With library buildings closed now for safety, the demand for digital materials has grown. The pandemic magnifies the importance of using CDL as a strategy to expand services to the public, says Pamela Samuelson, a distinguished professor of law and information management at the University of California, Berkeley, who admires Wu’s insights as a scholar and librarian.

“She set the example and made people feel comfortable with a concept that was initially a little bit questionable,” says Samuelson. In her copyright classes, Samuelson now draws on Wu’s work to inform her students.

“Michelle’s articles explaining the concept have been very useful for students to have not just the reader’s perspective, or law student’s perspective, but how librarians are really taking the challenge of the digital age,” Samuelson says. “They are making good things happen to carry on the grand tradition of libraries to facilitate as much access as lawfully possible to the public they serve.”

Looking back on her career, Wu says she sort of fell into law.
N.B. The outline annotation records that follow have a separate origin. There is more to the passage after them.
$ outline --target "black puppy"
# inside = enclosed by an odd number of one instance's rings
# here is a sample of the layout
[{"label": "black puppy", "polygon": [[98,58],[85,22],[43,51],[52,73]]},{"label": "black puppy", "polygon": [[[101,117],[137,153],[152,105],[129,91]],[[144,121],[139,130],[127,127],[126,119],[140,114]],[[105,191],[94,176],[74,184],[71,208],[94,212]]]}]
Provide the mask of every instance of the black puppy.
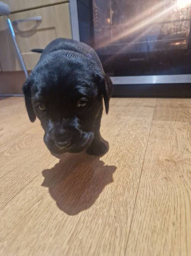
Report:
[{"label": "black puppy", "polygon": [[64,38],[36,51],[42,54],[23,91],[30,120],[40,120],[47,147],[54,154],[86,149],[104,154],[103,97],[107,114],[112,84],[97,54],[84,43]]}]

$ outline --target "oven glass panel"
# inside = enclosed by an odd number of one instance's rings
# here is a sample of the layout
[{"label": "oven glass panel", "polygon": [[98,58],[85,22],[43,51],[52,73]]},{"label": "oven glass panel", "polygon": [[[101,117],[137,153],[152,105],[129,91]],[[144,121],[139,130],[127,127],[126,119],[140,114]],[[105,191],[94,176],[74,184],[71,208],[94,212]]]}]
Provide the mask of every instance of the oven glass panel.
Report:
[{"label": "oven glass panel", "polygon": [[78,10],[81,40],[109,74],[190,73],[191,0],[79,0]]}]

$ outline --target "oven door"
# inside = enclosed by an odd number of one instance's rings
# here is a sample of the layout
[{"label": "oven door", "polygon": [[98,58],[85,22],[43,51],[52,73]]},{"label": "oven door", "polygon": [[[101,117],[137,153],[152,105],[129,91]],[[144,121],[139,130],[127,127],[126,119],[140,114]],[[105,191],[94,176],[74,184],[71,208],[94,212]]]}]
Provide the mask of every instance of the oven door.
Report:
[{"label": "oven door", "polygon": [[191,83],[191,0],[71,0],[74,39],[114,84]]}]

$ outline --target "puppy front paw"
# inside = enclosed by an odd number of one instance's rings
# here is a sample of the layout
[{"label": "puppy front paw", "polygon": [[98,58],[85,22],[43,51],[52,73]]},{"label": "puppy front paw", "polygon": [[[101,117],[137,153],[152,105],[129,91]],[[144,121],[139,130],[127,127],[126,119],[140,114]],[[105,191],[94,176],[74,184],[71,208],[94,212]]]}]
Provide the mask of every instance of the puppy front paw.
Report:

She abandoned plans for medical school after helping her roommate at the University of California San Diego study for the Law School Admission Test. Fascinated with the logic puzzles, she took the LSAT on a whim and did well enough to get a scholarship.

“I found I loved the theory of the law, looking at issues from all sorts of angles and finding a path through,” says Wu, who enrolled at the California Western School of Law and worked part-time at the San Diego County Law Library. She soon realized that the adversarial nature of the legal process didn’t suit how she viewed the law. Law librarianship was a better match, one grounded in collaboration and a commitment to using legal knowledge to educate and assist users in finding meaningful solutions to their legal problems . A year after earning her J.D., Wu got her master’s degree in librarianship with a certificate in law librarianship at the University of Washington.

She landed her first job at George Washington University Law School Library. In 2001, she was hired by the University of Houston School of Law. It was there, following the massive destruction of the school’s library due to Tropical Storm Allison, that Wu focused on the need to protect materials through digitization.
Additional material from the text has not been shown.